A Response rate prediction
A.1 The goal
As of writing this tutorial, we have up to NSHAP wave 3. Using these W2 and W3 databases, we will:
Find what proportion/probability of respondents from wave 2 completes the NSHAP questionnaire or not and
See how well this probability carries over to wave 3 to determine if it is usable for wave 4
The main strength of this prediction technique is that the conditional probabilities can be easily transferred over to different databases (such as the NIH’s) because of its simple approach. Simply put, the question is “given certain characteristics, what is the probability that this person will complete the NSHAP survey?”
A.1.1 Notes
This statistical technique was used by Jin-Kyu Choi/Jack Coghlan for Colm’s research in SAS. The rest of the section will show a reduced version of their work. R script that combines all the code chunks is provided at the end.
A.2 The set up with W2
First, we have to find the conditional probabilities for W2. The wave 2 data is P:\5707\5707B\Administrative\Research Assistant Essentials\NSHAP Stata Training Materials\R tutorial winter 2019\nshap_w3_core.xlsx
(W3 data is the same as before, but this will be covered later). Let’s import that first.
#w2 <- read_excel("P:/5707/5707B/Administrative/Research Assistant Essentials/NSHAP Stata Training Materials/R tutorial winter 2019/nshap_w2_core.xlsx")
w2 %>%
select(su_id, hh_id, fi_id, path, surveytype, category2, ageelig, partner, version2) %>%
head()
## # A tibble: 6 x 9
## su_id hh_id fi_id path surveytype category2 ageelig partner version2
## <chr> <chr> <chr> <chr> <chr> <chr> <chr> <chr> <chr>
## 1 10000~ 10000~ 1805~ 6 W1 NIR partner in~ 1 0 partner
## 2 10000~ 10000~ 4359~ 6 partner partner in~ 1 1 partner
## 3 10000~ 10000~ 6605~ 4 W1 R partner in~ 1 0 partner
## 4 10000~ 10000~ 6605~ 4 partner partner in~ 1 1 partner
## 5 10000~ 10000~ 3958~ 4 W1 R not applic~ 1 0 no part~
## 6 10000~ 10000~ 4153~ 3 W1 R partner in~ 1 0 partner
There are whopping 889 variables! For demonstration purposes, let’s reduce it down to gender
and race
for personal characteristics. As for defining what constitutes as “completing the questionnaire” in this case, let’s simply define that if we have invalid data for 150 questions or more, it will count as an incomplete; this means that since there are 889 variables, they should have 150 or fewer “not applicable” data points per row. Let’s create a variable to count the number of “not applicable” (not “NA” in R, but as string “not applicable” from the Excel file) for each row first. After that, we can create a binary variable that either meets or does not meet threshold.
w2 <- w2 %>%
mutate_all(as.character)
w2_completes <- w2 %>%
mutate(count_na = rowSums(. == "not applicable")) %>%
# . or the dot works with %>% or the "pipe" to call w2 into the function;
# essentially, it is equivalent to rowSums(w2 == "not applicable").

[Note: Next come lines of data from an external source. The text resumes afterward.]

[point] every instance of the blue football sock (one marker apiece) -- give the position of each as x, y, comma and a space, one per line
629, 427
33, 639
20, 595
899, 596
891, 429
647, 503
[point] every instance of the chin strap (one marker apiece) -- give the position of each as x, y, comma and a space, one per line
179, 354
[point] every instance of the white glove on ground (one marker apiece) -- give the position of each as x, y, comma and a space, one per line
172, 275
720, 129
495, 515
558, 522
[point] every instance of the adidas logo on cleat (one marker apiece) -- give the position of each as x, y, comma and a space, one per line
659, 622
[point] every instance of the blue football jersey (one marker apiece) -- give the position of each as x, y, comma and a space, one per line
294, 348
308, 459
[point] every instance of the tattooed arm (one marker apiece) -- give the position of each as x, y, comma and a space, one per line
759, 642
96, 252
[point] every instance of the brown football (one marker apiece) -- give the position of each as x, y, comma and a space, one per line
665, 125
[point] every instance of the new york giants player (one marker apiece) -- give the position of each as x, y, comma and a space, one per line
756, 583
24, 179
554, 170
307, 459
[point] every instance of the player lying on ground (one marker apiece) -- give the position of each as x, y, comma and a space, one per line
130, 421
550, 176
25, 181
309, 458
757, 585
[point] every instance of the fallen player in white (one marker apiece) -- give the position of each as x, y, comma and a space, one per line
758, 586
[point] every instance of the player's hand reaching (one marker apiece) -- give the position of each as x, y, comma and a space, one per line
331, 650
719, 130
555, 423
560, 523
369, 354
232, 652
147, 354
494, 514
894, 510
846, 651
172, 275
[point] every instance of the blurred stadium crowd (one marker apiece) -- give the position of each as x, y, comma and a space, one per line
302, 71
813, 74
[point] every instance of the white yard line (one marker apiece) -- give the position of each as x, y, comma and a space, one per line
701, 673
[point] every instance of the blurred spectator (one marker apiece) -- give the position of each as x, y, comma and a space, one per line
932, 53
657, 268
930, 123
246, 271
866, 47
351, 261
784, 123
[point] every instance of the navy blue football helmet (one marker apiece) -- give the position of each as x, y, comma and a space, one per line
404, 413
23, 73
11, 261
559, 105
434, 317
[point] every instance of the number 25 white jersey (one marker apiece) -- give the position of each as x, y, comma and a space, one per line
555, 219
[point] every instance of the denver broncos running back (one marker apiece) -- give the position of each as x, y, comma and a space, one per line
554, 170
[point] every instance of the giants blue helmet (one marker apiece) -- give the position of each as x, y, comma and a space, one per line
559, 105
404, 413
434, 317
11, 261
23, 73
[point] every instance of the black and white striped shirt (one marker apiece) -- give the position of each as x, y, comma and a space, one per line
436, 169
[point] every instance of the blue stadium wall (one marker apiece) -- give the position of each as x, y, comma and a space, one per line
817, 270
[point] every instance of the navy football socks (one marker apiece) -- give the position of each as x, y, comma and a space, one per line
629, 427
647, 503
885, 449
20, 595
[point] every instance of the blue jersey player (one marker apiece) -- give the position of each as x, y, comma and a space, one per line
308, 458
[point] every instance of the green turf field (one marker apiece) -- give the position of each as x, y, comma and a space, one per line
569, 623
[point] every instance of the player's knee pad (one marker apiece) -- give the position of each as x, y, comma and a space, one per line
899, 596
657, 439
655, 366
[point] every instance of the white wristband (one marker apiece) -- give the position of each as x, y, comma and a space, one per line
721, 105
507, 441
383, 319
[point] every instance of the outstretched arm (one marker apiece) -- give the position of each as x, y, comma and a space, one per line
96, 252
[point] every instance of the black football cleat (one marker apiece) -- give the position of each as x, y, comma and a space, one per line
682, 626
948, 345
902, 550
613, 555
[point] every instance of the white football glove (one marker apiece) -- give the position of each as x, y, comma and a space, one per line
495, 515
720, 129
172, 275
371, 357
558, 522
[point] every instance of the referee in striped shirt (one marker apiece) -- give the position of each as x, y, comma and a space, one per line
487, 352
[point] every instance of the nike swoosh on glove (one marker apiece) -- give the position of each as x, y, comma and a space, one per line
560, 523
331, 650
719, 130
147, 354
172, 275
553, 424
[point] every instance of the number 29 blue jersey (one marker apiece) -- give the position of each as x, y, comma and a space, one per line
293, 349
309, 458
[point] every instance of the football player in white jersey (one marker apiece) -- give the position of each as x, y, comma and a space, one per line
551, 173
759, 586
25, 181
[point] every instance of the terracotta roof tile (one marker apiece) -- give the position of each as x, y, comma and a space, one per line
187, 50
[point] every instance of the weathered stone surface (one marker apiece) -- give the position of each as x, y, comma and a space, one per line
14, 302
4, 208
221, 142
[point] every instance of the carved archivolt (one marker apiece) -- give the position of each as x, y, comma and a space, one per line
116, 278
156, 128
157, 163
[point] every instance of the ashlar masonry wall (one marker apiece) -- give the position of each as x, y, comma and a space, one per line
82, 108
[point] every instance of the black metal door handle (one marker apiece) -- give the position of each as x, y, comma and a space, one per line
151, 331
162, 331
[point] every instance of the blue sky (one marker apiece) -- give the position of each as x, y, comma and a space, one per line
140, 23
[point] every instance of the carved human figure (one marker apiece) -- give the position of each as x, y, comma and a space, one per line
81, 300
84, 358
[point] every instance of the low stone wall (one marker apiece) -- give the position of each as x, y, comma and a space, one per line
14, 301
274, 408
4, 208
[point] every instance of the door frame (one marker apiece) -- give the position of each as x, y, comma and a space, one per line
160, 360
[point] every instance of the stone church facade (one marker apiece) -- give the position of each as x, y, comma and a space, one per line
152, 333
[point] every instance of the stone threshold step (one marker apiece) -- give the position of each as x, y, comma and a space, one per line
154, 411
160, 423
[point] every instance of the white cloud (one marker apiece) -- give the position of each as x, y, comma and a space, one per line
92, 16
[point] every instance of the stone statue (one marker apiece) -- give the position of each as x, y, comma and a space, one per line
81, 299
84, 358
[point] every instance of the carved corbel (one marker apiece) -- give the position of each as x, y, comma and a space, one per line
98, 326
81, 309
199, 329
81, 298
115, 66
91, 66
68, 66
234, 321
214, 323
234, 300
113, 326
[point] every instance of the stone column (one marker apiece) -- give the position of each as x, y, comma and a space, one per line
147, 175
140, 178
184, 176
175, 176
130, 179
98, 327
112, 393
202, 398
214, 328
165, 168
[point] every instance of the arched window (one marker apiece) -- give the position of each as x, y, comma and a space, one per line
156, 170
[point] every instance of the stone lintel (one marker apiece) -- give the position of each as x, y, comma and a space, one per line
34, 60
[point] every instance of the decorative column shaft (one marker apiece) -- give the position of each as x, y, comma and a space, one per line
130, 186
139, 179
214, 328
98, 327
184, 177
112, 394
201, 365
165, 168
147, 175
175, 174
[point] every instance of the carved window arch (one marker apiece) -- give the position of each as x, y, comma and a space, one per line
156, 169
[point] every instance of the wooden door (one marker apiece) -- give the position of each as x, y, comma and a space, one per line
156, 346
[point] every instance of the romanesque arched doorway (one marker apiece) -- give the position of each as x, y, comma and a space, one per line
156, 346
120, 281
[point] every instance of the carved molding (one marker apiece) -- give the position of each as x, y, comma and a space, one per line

mutate(completed = (count_na < 150))
# Let's see how many completes and incompletes there are
w2_completes %>%
group_by(completed) %>%
summarise(n = n())
## # A tibble: 3 x 2
## completed n
## <lgl> <int>
## 1 FALSE 1706
## 2 TRUE 1659
## 3 NA 12
Note: converting the data as string or “character” is not best practice, but easier to work with for demonstration purposes. This solves couple of things. 1) it keeps leading zeroes in ID variables (though that should already be the case when importing the data), and 2) it makes upcoming string comparison code easier to work.
Now, let’s reduce the number of variables and remove w2
and w2_completes
dataframes for efficiency.
w2_comp_selected <- w2_completes %>%
select(gender, race, completed)
#rm(w2, w2_completes)
head(w2_comp_selected)
## # A tibble: 6 x 3
## gender race completed
## <chr> <chr> <lgl>
## 1 female white/caucasian TRUE
## 2 male white/caucasian TRUE
## 3 male white/caucasian TRUE
## 4 female white/caucasian TRUE
## 5 female white/caucasian FALSE
## 6 male white/caucasian FALSE
We are all set to go for wave 2! Using this dataframe, you can now generate conditional probabilities of completing the survey, where the conditions are given gender
and race
variables.
A.3 Generating conditional probabilities for W2
So, which cohorts are likely to complete our questionnaire? Let’s first divide the number of people that completed the survey by the total number of people to get the probability per gender per race cohorts.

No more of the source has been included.